L’operazione è stata condotta dalla Squadra Mobile della Questura di Cosenza e dal Commissariato di Diamante, nell’ambito dei controlli rafforzati lungo la costa e coordinati con la Procura della Repubblica di Paola, guidata dal procuratore capo Domenico Fiordalisi.
Condannato per una serie di truffe in Liguria
Sul conto dell’uomo pendeva un provvedimento di esecuzione di pene concorrenti emesso dalla Procura generale presso la Corte d’appello di Genova. Era stato condannato per diversi episodi di truffa commessi in Liguria e, già nel 2019, aveva fatto perdere le proprie tracce, riuscendo a sottrarsi all’esecuzione della pena.
Da allora risultava irreperibile. Le ricerche sono proseguite fino alla svolta arrivata alla vigilia di Ferragosto, quando gli investigatori, al termine di un’attività di osservazione, sono riusciti a localizzarlo sulla costa tirrenica cosentina. L’uomo dovrà adesso scontare una pena complessiva di 6 anni e 11 mesi di reclusione, ai quali si aggiungono 7 mesi di arresto.
La nuova vita dietro i fornelli
Per non attirare sospetti, il ricercato avrebbe costruito una nuova quotidianità a San Nicola Arcella, dove lavorava come cuoco all’interno di un ristorante. Una copertura apparentemente normale, proprio nel pieno della stagione turistica, mentre le forze dell’ordine continuavano a cercarlo per dare esecuzione al provvedimento giudiziario.
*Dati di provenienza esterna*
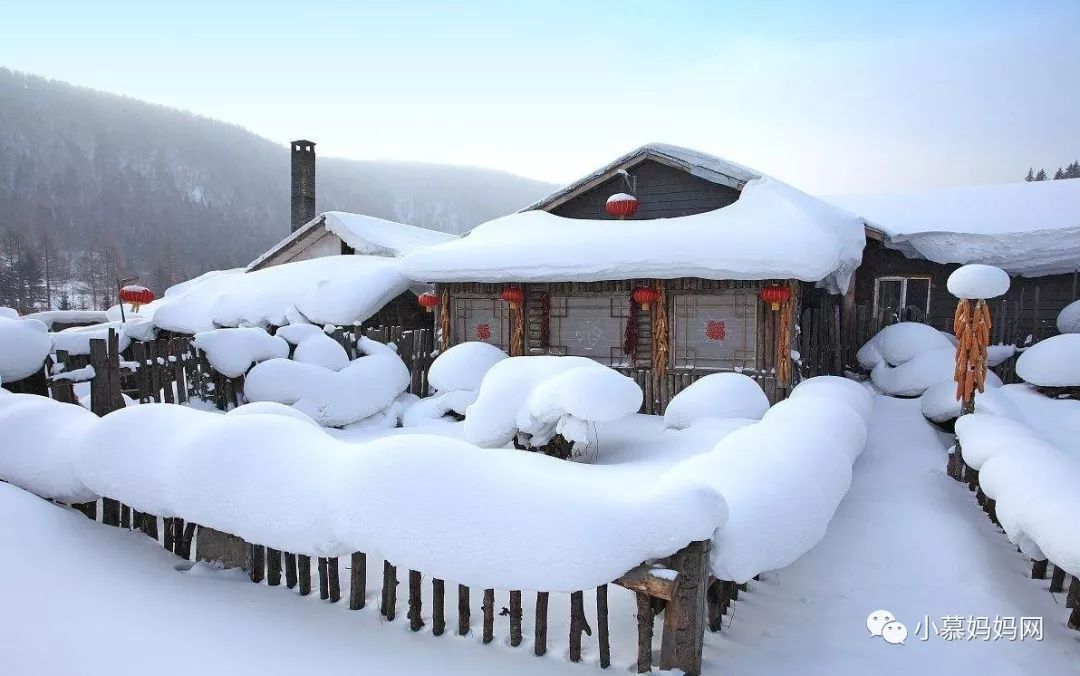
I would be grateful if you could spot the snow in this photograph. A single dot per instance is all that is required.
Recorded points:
(1052, 363)
(976, 281)
(1068, 319)
(514, 400)
(335, 289)
(365, 234)
(314, 347)
(25, 346)
(1028, 228)
(716, 395)
(463, 366)
(232, 351)
(772, 231)
(364, 388)
(41, 444)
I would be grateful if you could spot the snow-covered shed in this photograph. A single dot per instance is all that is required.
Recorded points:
(916, 240)
(656, 265)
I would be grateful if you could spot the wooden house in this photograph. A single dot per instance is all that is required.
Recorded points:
(667, 292)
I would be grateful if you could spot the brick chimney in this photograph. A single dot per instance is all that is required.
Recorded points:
(304, 183)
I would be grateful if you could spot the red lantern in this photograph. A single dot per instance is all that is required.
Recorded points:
(645, 296)
(775, 294)
(621, 205)
(428, 300)
(514, 296)
(135, 296)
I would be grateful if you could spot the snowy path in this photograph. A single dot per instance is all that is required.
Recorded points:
(909, 540)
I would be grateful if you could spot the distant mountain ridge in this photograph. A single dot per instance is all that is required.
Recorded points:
(173, 194)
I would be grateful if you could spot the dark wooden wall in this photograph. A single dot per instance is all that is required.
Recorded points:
(662, 192)
(1033, 303)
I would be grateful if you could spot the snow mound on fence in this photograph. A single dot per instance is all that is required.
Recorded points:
(976, 281)
(716, 395)
(314, 347)
(366, 387)
(513, 401)
(1068, 319)
(232, 351)
(42, 441)
(1052, 363)
(24, 346)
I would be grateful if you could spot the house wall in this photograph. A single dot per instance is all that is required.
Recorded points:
(657, 393)
(662, 192)
(1029, 308)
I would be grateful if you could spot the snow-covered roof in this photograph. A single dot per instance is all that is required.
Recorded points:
(1026, 228)
(772, 231)
(365, 234)
(700, 164)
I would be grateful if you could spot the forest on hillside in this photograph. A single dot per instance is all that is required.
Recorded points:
(95, 187)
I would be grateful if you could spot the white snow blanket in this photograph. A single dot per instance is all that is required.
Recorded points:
(1068, 319)
(1031, 474)
(334, 289)
(716, 395)
(312, 346)
(41, 441)
(976, 281)
(1052, 363)
(771, 231)
(535, 397)
(366, 387)
(1027, 228)
(232, 351)
(24, 346)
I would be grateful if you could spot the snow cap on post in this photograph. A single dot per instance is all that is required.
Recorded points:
(977, 282)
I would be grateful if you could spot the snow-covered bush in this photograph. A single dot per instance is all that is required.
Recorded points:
(534, 397)
(24, 346)
(40, 442)
(716, 395)
(367, 386)
(312, 346)
(1052, 363)
(1068, 319)
(232, 351)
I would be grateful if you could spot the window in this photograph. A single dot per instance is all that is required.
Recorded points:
(715, 330)
(900, 298)
(590, 326)
(486, 320)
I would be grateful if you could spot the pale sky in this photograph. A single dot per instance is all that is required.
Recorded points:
(832, 96)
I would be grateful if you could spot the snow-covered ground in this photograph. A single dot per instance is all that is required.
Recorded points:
(92, 599)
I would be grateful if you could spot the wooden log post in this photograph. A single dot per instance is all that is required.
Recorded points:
(644, 633)
(602, 626)
(488, 607)
(515, 618)
(324, 582)
(273, 567)
(685, 616)
(415, 581)
(304, 572)
(463, 610)
(1057, 580)
(437, 607)
(289, 569)
(358, 581)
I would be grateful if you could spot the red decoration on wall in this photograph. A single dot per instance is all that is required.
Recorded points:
(136, 295)
(621, 205)
(513, 295)
(428, 301)
(716, 330)
(775, 294)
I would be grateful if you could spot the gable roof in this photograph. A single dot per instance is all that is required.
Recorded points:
(365, 234)
(700, 164)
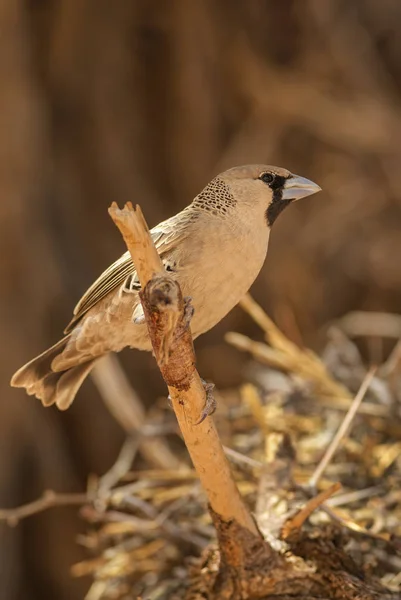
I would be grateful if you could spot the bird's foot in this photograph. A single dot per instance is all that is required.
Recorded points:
(188, 311)
(210, 404)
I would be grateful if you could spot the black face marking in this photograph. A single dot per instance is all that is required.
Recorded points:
(277, 204)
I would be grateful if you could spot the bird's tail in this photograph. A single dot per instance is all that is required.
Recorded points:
(52, 387)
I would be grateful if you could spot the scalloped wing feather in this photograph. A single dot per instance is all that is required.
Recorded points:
(165, 236)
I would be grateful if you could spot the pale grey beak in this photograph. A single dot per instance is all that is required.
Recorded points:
(297, 187)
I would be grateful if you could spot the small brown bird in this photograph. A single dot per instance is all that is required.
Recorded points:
(215, 249)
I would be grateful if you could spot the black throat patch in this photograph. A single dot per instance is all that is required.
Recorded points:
(278, 204)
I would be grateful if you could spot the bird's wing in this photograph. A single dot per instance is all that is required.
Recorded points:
(165, 236)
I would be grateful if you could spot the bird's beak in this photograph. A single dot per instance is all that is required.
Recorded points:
(297, 187)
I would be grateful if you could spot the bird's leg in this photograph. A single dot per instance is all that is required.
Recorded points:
(210, 404)
(188, 311)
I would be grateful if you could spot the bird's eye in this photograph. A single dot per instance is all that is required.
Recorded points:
(267, 178)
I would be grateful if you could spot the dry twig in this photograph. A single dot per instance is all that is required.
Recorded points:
(161, 298)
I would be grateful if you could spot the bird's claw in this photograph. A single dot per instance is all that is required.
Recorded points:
(210, 404)
(188, 311)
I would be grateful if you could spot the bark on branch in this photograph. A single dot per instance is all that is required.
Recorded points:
(168, 316)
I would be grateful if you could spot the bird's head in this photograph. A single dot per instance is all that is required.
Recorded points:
(266, 188)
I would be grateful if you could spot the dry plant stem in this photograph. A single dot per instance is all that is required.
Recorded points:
(296, 522)
(49, 499)
(127, 409)
(343, 429)
(284, 354)
(163, 307)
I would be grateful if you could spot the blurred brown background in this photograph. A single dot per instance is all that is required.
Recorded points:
(146, 101)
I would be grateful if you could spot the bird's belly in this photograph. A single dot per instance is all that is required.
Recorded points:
(214, 297)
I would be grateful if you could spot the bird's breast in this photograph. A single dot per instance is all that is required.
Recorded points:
(219, 276)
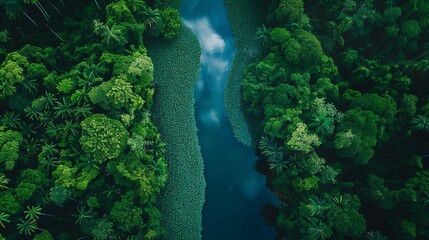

Gli agenti lo hanno bloccato durante i servizi intensificati predisposti nei centri dell’alto Tirreno cosentino, particolarmente affollati nei giorni a ridosso di Ferragosto.
Documenti esteri e carte di credito: il sospetto della Polizia
Durante gli accertamenti, l’uomo sarebbe stato trovato in possesso di documenti e carte di credito estere. Un particolare sul quale sono in corso approfondimenti e che, secondo gli investigatori, potrebbe indicare l’intenzione di organizzare un nuovo allontanamento dall’Italia. Il sospetto è che il ricercato potesse essere pronto a lasciare nuovamente il Paese e a far perdere ancora una volta le proprie tracce. Conclusi gli adempimenti di rito, è stato trasferito nella casa circondariale di Paola, dove dovrà espiare la pena.